# Validating a function over a domain in a computer program.

I am working on the front end of an engineering software, where I have an evaluator to return the value of a function at a point in a given domain, lets call it eval(f(x)) where f(x) is itself single parameter mathematical function, or a combination of such functions, and x is any real number.

I need to validate f(x) only over a continuous subset of the domain, and if the range of f(x) in the given domain is out of bounds, I am supposed to return an error.

I also have a given domain this function is to work over, and the range this function is supposed to spew results over. eval() itself returns certain error messages, such as 0 given inside a log function, (My backend can handle this at the domain's end point, so I need my frontend to not return an error when this case hits)

I basically want to know what individual values of the continuous domain I should evaluate my values at, and how do I evaluate my function in an exclusive range(so I can exclude the endpoints of my domain), what step size should I use to reasonably divide my given domain into values?

Keep in mind, I have no other mathematical operators apart from eval() I can use on my function, and I don't want to make my own for the sake of computer power, unless absolutely needed.

Extra info about the function: The f(x) is a standard or a combination of standard functions, it is never a piece-wise defined function. Also, I only care about the rules I have of my own about the function: (e.g. is log(9999)>2222) rather than if log(0) is valid or not). I can also make do with a check for the range being a continuous range, and not having infinities or any close values in it.

I also don't expect my users to enter functions which are indeterminate, I just want to check the validity of the range of the entered functions(Against my own rules) rather than the correctness of the function itself, in case the function is invalid, I actually want to ignore that since eval() already gives errors for those conditions(Apart from f(x) domain endpoints, which I need to ignore specifically)

I don't really expect f'(x) to have a very high value either(unless its going towards infinity(e.g. -log(x-1) at 1;

Bonus question:

In the future, my f(x) also might become f(x,y), with a similar restrictions on the domain of y, any advice on that?

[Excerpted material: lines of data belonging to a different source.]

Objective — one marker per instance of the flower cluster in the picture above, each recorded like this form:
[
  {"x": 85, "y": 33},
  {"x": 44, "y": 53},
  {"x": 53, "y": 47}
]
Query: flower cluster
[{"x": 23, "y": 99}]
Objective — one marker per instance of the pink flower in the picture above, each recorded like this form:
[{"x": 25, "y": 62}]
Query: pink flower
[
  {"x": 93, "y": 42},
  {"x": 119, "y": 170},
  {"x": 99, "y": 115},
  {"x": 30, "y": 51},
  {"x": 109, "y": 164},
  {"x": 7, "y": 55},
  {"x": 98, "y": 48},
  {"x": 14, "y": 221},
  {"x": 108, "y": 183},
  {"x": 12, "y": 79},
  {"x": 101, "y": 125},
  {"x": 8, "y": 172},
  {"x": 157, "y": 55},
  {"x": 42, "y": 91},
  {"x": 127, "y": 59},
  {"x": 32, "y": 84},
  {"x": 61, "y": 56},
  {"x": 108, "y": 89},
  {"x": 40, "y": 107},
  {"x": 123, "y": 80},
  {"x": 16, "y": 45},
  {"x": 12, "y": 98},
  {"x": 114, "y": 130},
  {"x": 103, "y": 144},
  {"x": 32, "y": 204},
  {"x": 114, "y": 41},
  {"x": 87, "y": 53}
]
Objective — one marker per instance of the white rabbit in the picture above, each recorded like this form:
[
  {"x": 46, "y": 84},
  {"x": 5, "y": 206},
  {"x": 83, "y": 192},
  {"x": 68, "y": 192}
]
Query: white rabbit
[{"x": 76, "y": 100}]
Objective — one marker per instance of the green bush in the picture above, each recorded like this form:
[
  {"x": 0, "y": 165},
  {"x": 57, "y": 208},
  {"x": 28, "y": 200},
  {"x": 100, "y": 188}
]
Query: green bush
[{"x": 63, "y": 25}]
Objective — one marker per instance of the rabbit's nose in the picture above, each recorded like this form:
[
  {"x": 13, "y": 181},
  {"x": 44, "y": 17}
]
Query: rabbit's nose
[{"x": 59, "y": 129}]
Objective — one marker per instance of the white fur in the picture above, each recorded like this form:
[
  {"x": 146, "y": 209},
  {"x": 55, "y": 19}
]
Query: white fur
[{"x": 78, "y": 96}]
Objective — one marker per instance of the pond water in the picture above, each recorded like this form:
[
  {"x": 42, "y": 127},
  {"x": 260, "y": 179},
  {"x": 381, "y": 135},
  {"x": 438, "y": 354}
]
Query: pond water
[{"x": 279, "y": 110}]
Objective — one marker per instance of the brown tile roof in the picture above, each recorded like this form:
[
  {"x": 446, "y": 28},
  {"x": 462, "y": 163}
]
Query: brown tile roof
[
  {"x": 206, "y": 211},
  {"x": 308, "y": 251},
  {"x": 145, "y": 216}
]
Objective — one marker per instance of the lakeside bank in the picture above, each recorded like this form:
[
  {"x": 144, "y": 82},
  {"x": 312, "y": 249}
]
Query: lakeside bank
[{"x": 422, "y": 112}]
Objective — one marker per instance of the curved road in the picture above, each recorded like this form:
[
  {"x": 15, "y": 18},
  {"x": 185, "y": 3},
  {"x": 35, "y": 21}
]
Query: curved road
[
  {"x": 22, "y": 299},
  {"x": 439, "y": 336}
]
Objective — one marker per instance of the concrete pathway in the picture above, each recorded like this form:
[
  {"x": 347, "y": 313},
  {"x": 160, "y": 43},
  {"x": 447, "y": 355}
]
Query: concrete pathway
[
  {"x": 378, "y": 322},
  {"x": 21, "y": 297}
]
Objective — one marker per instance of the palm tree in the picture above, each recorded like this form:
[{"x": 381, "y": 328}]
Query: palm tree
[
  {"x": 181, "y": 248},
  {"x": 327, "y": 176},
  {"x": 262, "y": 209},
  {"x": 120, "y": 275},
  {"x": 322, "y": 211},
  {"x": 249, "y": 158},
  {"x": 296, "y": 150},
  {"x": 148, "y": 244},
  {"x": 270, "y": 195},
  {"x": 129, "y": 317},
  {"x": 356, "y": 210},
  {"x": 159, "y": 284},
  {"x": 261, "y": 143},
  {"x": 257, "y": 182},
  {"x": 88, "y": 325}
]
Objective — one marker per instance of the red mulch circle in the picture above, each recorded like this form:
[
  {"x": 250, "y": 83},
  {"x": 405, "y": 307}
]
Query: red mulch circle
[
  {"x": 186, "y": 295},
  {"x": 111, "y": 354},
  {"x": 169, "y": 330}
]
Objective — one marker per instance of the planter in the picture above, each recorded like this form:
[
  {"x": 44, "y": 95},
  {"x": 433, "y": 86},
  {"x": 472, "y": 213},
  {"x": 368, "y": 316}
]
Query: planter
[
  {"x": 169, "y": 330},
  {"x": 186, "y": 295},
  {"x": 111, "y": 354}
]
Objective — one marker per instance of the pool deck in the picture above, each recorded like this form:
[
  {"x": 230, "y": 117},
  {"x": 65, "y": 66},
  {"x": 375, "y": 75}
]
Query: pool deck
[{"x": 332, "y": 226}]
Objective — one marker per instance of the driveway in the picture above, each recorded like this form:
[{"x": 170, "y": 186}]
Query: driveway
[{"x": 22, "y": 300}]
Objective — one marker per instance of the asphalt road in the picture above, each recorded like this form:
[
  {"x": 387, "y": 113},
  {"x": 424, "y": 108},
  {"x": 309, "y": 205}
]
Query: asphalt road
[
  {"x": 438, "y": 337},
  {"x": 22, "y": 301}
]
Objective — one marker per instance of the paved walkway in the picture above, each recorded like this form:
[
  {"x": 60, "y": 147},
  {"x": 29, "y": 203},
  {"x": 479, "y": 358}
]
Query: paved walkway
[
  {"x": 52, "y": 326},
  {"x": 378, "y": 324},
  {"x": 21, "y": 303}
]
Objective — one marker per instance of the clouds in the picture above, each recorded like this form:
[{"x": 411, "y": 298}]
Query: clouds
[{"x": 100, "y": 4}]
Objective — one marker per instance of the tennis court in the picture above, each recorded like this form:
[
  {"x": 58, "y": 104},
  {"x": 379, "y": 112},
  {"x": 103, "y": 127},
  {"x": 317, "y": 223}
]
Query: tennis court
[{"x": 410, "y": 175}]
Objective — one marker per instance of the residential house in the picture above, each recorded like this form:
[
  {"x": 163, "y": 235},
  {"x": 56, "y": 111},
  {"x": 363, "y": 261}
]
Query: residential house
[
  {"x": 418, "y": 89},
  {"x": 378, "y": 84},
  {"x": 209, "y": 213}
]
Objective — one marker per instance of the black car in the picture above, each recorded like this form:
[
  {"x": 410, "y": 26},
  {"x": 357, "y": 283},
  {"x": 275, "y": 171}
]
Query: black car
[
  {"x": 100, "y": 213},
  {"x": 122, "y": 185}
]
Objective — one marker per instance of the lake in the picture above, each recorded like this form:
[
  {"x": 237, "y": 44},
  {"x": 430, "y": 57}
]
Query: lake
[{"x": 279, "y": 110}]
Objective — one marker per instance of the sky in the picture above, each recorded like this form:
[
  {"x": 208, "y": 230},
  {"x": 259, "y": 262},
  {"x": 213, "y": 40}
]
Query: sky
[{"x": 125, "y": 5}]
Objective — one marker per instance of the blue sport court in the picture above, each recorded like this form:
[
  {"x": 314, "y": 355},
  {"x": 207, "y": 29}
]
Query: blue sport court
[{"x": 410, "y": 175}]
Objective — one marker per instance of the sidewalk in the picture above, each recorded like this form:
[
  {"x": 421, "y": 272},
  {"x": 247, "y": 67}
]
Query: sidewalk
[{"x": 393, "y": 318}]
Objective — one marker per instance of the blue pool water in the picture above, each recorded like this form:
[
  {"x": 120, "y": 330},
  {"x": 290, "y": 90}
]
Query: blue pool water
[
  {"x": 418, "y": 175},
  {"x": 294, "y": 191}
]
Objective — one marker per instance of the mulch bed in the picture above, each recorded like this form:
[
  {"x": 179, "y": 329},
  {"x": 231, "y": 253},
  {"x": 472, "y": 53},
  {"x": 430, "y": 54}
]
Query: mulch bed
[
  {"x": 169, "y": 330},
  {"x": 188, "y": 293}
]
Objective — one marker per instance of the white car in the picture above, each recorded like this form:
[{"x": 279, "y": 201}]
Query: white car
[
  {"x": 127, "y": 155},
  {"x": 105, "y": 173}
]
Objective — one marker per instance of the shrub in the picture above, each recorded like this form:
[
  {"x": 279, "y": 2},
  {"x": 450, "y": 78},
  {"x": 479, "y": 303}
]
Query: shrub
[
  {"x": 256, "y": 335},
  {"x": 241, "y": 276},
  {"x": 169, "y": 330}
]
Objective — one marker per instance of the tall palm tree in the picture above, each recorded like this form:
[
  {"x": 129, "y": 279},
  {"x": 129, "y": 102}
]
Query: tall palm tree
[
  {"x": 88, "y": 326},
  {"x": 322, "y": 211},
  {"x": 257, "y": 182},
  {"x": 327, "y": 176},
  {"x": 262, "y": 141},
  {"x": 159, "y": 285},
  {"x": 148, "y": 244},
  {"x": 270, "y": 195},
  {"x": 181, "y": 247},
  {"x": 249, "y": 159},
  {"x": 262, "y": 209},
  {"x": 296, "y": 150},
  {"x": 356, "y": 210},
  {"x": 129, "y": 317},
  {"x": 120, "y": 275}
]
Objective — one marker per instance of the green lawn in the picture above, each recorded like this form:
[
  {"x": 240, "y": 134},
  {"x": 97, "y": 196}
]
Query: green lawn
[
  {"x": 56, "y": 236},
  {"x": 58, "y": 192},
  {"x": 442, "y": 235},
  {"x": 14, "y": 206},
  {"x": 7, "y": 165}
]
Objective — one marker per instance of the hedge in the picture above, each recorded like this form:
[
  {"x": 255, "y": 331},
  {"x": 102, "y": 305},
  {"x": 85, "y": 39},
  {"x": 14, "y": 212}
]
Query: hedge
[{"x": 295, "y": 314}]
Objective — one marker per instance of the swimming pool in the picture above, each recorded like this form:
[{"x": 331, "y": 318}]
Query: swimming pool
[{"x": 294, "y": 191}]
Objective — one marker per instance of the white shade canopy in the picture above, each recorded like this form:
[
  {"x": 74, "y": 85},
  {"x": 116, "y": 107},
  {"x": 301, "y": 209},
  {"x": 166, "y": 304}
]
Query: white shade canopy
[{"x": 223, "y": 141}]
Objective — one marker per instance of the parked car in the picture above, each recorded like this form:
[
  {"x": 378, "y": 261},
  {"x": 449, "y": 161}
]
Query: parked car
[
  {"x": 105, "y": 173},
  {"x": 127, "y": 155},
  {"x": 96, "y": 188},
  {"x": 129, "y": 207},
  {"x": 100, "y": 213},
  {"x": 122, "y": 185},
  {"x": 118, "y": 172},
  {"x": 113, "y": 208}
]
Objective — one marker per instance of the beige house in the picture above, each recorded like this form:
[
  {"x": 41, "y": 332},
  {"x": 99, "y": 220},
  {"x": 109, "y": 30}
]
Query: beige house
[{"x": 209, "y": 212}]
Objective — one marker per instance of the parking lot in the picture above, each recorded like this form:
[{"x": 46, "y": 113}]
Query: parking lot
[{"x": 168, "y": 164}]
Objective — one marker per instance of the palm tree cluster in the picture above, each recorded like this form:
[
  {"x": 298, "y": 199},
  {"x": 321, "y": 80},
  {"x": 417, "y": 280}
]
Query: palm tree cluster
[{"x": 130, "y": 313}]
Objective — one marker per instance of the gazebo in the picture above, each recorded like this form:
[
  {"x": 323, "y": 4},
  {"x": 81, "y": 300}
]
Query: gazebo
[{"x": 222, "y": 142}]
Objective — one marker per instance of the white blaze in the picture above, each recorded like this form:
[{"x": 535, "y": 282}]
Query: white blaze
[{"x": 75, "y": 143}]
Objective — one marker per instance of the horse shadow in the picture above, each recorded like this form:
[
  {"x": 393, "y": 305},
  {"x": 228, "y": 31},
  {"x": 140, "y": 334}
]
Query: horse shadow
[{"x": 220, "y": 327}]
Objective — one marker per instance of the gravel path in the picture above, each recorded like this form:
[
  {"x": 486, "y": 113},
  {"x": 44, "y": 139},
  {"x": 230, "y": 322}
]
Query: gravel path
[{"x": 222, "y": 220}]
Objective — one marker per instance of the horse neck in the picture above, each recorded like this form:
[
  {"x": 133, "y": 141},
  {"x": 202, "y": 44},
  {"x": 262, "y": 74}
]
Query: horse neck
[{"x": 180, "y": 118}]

Given some knowledge about the bounds of $f'(x),$ you could use a finite number of observations of $f(x)$ to conclude that $f(x)$ was within certain bounds as long as $x$ is within certain bounds, but if $f(x)$ is just some arbitrary function, it could be zero everywhere except when $1.500001 < x < 1.500002$ and we could have $f(1.5000015) = 10^{100}.$ That's an extreme example, but it does illustrate that you need to know something more than simply "I have a function" before you can decide on a suitable step size.
You can estimate $f'(x)$ by evaluating $f(x)$ at slightly different values of $x,$ but as the previous example illustrated, there's no guarantee that any particular set of values you used when estimating $f'(x)$ will tell you how large $f'(x)$ can actually get.
In reality, you probably do have some kind of information like this about $f(x),$ even if it's very fuzzy information (such as, "The engineers wouldn't give me a function with such a large derivative as the one in the example").